Solvers can only reproduce at the rate they can accumulate pokerchips. In the Delphic Casino (as I’ve implemented it) reproduction costs one-quarter of your pokerchips (but other fractions are possible). So, if you have 1000 pokerchips, you reproduce, and you’re left with 750. You don’t get to reproduce again until your cumulative betting turns that 750 back into 1000. Earning 33% on your money takes a number of turns that depends on how much more valuable your answers are than average. Your offspring, however, gets a quarter of your wealth and a quarter of the other parent’s, so on average possibly 500 pokerchips. That means the offspring has to make 100% on its money before it gets its first chance to reproduce, and unless it earns a positive net value, that just won’t happen.  Effectively it has to “grow up” for about two reproductive cycles, proving that its mutation isn’t a horrible failure, before it gets to “child-bearing age.”  If I set the fraction lower (so the child gets 10% of the parent’s wealth rather than 25%) the growing-up period would be longer and the population even more certainly protected from the effects of a losing mutation.  But at the same time results would be delayed by as many growing-up periods as it takes for the new genome to fill its niche.

Every solver capable of earning a steady return, no matter how small, by producing responses more valuable than the responses produced by others, occasionally gets to reproduce.
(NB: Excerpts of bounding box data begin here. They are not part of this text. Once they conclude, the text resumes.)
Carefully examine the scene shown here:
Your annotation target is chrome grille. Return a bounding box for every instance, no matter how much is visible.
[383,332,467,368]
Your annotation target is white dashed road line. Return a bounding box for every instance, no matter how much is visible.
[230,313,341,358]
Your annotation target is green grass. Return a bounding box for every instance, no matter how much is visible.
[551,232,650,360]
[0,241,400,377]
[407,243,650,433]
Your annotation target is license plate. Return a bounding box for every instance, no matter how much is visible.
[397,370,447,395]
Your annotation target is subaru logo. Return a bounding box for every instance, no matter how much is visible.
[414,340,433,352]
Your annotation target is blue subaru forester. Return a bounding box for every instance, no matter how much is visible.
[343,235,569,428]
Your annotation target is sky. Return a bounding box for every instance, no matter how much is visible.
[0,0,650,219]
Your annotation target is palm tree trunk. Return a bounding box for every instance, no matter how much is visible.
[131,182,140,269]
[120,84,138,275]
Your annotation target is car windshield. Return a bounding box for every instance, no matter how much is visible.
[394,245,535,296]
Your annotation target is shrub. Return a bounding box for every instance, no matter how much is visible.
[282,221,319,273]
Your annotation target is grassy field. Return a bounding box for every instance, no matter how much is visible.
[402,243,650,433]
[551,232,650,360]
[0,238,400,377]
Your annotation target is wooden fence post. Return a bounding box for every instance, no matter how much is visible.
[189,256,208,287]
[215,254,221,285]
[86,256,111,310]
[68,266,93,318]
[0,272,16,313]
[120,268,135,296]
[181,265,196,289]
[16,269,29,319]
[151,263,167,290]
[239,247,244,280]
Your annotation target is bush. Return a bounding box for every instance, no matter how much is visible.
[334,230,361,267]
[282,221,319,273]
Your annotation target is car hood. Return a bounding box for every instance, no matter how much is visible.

But it happens with frequency proportional to the relative value of their responses. Even the very best solver won’t reproduce every trial. On the other side, any solver whose responses are consistently less valuable than the responses produced by others, especially when starting from behind as new offspring do, will inexorably, slowly, go broke without getting a single chance to reproduce.

This means that, in the Delphic Casino, a deleterious mutation rendering any solver strictly less valuable than average, will almost never destroy information by contaminating the gene pool.  Complexity can therefore be preserved despite a fairly high mutation rate.